AFRİKA’YLA İŞ BİRLİĞİNİN GÜÇLENDİRİLMESİ

Afrika’yla iş birliğinin güçlendirilmesinin bu yılki G-20 gündeminin önemli kazanımlarından biri olduğuna değinen Cumhurbaşkanı Erdoğan, en az gelişmiş ülkelerin kalkınması ve küresel sisteme entegre olmasının, Türkiye’nin 2015 yılındaki dönem başkanlığında ana önceliklerinden biri olduğunu hatırlattı ve Afrika’yla iş birliğinin geliştirilmesi çabalarından büyük bir memnuniyet duyduklarını dile getirdi.

Türk firmalarını Afrika’da en çok ihtiyaç duyulan alanlar arasında bulunan tarım, enerji ve ulaşım altyapısı gibi sektörlere yönelmeleri konusunda teşvik ettiğini ve Türkiye’nin Somali başta olmak üzere kalkınma odaklı insani yardımlarla Afrikalı kardeşlerine destek olduğunu kaydeden Cumhurbaşkanı Erdoğan, gelişmiş ülkelere, Somali, Güney Sudan, Etiyopya ve Kenya’yı etkileyen kuraklığa karşı harekete geçme çağrısında bulundu ve şunları ekledi: “Milyonlarca insanın açlık ve kıtlıkla boğuştuğu, her gün ölümle burun buruna geldiği bu insanlık dramına kayıtsız kalmamalıyız. Türkiye, Kızılay, AFAD, TİKA gibi resmî kurumları yanında, sivil toplum örgütleriyle sahadadır ve yaraların sarılması için elinden geleni yapmaktadır. Ve özelikle de şu ana kadar insani ve kalkınma yardımlarında 2016 rakamlarına baktığımızda, Amerika Birleşik Devletleri 6,3 milyar dolar, Türkiye 6,2 milyar dolar, İngiltere ise 3 milyar dolarla bu insani ve kalkınma yardımları da gerçekleştirmiştir. Bunun gayrisafi millî hasılaya baktığımız zaman Türkiye orada birinci sıraya çıkmaktadır.”

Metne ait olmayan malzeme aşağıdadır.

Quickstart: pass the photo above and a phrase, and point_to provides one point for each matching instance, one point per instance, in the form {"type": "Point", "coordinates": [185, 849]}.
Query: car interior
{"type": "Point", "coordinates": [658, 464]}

Zirvede iklim ve enerji konularını da ele aldıklarını aktaran Cumhurbaşkanı Erdoğan, “Bizler bundan önce özellikle müzakerelerin yapıldığı dönemde imzayı attık. Fakat dönemin Fransa Cumhurbaşkanı Sayın Hollande’ın bize vermiş olduğu bir söz vardı, bu söz bizi gelişmiş ülkeler sınıfında değil, gelişmekte olan ülkeler sınıfında olduğumuz için oradaki mali yaptırımların karşılanacağı taahhüdünde bulundular. Ve bizler de dedik ki, ‘eğer bu gerçekleştirilirse Parlamentodan geçer, aksi takdirde bu Parlamentodan geçmez.’ Nitekim şu anda henüz Parlamentodan geçmemiştir, dolayısıyla Amerika’nın attığı bu adımdan sonra bizim de durduğumuz konu, şu anda Parlamentodan geçmemesi istikametindedir, bunu da özellikle ifade etmek isterim” diye konuştu.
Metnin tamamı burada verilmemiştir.